保存igv的信息,igvtools接口的使用:将igvtools查看bam文件的结果保存为txt文件,并提取信息

igvtools算是非常权威的bam文件查看器,市面上就这么一款软件,暂时没发现功能表现类似的。
在这里插入图片描述
上面的图片通常是你打开bam文件的可视化结果,当你聚焦到某一个位置的时候,igvtools会告诉你这一列有多少A,T,C,G,N。现在你想保存这个信息到txt文件,什么,你想先找找软件有没这个功能?对不起,没有。通常你这里可以截个图就完成任务了。那么如果你想保存信息到txt文件其实是有办法的,不过需要用到igvtools的接口,它的命令行模式完成。

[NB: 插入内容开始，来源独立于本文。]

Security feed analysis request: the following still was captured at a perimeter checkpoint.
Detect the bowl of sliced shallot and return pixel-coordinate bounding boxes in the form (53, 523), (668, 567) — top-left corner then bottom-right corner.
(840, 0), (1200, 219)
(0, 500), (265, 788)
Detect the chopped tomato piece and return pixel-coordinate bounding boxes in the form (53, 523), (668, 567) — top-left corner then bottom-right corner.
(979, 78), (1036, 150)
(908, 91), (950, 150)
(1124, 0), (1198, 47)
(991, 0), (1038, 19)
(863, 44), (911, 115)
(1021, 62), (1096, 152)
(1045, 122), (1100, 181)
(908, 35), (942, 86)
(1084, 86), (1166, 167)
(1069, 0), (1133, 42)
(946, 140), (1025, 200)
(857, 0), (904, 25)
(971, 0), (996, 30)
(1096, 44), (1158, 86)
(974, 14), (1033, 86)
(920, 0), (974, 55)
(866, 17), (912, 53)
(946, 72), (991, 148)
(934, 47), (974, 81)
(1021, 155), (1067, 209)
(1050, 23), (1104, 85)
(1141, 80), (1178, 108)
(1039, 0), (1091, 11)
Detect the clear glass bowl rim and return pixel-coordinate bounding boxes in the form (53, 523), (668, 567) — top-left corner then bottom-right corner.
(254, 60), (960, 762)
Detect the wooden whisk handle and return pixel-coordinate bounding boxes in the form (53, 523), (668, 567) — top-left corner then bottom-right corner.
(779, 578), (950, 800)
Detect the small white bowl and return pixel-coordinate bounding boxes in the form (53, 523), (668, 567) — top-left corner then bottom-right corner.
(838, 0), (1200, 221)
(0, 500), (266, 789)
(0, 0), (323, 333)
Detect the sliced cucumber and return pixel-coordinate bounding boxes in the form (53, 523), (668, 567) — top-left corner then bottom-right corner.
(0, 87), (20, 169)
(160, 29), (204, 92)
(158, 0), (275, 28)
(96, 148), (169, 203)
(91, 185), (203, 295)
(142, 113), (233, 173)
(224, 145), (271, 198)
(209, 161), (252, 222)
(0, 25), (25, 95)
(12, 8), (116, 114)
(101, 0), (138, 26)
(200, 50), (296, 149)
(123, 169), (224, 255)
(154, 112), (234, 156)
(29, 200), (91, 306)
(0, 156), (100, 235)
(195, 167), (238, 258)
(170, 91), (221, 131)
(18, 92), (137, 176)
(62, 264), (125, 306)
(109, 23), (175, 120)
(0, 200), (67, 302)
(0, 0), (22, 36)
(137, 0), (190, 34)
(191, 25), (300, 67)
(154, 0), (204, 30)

./igvtools count -w 1 --bases '+bam+' result.wig +'fasta'

运行的时候你只需替换上面命令的bam为你的bam文件名,fasta是你的参考序列如hg19,或者特定的参考文件。运行后会生成一个result.wig文件,名字可变,但拓展名是.wig。

打开result.wig文件,内容如下:
在这里插入图片描述
第一列是位置,后面依次是A,C,G,T,N的数量,这样你打开igvtools可视化的信息就保存到这个 .wig文件里了,不放心的可以打开igvtools可视化在核对下。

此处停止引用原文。